The reply was instantaneous, not a voice, but a sudden realization. Four Delenseans and two humans. Upstairs.
Likelihood of attack within the next few minutes?
Eighteen percent. No hostility detected.
Good. Warn me if someone approaches.
Sensors on…now.
Le’Ace reached back into the bag, withdrew a syringe and a bottle of black-market rinaloras.
“What are you doing?” Jaxon demanded.
“Helping you. No need to thank me.” She couldn’t believe how much stamina he possessed. Anyone else with those types of injuries would be dead or sobbing. He had teased her; he now refused to back down. She could only imagine what he’d act like when fully healed and almost wished she’d be allowed to find out.
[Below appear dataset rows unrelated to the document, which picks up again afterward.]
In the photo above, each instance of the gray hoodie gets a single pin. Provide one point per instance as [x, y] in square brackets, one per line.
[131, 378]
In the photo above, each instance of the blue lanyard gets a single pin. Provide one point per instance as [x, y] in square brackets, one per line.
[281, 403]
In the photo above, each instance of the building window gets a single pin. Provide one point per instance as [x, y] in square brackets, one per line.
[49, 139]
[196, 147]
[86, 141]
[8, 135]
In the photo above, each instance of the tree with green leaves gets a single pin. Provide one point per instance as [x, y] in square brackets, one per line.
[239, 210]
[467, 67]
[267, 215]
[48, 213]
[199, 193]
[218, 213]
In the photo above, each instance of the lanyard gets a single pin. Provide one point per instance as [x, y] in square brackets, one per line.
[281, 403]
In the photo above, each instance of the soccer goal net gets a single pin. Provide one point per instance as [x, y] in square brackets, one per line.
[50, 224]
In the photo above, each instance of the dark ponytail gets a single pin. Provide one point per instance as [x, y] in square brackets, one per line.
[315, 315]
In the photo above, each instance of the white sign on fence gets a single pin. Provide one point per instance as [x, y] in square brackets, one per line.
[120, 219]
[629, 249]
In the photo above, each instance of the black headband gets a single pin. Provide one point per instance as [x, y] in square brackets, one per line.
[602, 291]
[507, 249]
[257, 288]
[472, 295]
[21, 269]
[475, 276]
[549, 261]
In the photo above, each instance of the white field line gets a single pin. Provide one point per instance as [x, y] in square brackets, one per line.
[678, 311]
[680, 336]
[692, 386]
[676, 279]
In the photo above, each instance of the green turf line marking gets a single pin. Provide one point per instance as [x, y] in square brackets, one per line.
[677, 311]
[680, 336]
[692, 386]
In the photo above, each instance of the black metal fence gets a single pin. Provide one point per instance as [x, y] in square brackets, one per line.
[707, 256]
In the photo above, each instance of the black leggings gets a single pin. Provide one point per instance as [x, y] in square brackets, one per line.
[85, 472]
Truly, she’d never encountered a man quite like him. So strong, so irreverent, utterly capable, unerringly honorable and loyal, yet a little dirty-minded. Where was the reserved and respectful man A.I.R. touted him to be?
Perhaps the torture had changed him, she mused, but she wouldn’t have placed money on that. He’d been gone eight days. That wasn’t enough time to transform a trained agent drastically, no matter what had been done to him. After all, he’d endured similar torture before and hadn’t morphed into irreverence incarnate.
Was she being given a glimpse at the real man, then?
If so, that begged the question of why he usually hid who he really was. And why he was now revealing his true colors. She was intrigued, and she hated being intrigued. He was a job. He could not be anything else.
Her owner would not allow it. Fucker.
Once she had Jaxon safely tucked away, she’d call Estap, her boss and current owner, and Jaxon would be picked up. Most likely, she would never see him again.
“Marie,” he snapped. “You’re drifting now. Do you name your needles?”
“No.” Slowly she turned to him. She held the now full syringe in the light, checking for air bubbles. “And look. My name is Mishka, but everyone calls me Le’Ace.” The moment the words left her, she cursed under her breath. She shouldn’t have told him that. Her real name was privileged information, and he wasn’t privileged. So why had she just blurted it? Why did she suddenly long to hear this amazing man say it? Just once?
“What kind of name is that?” he asked.
Sooo not the response she’d secretly craved. She ran her tongue over her teeth in an effort to hide her irritation. “Appropriate.” She was her creators’ ace in the hole.
“What the hell are you doing?” he asked. “Answer me this time, at least.”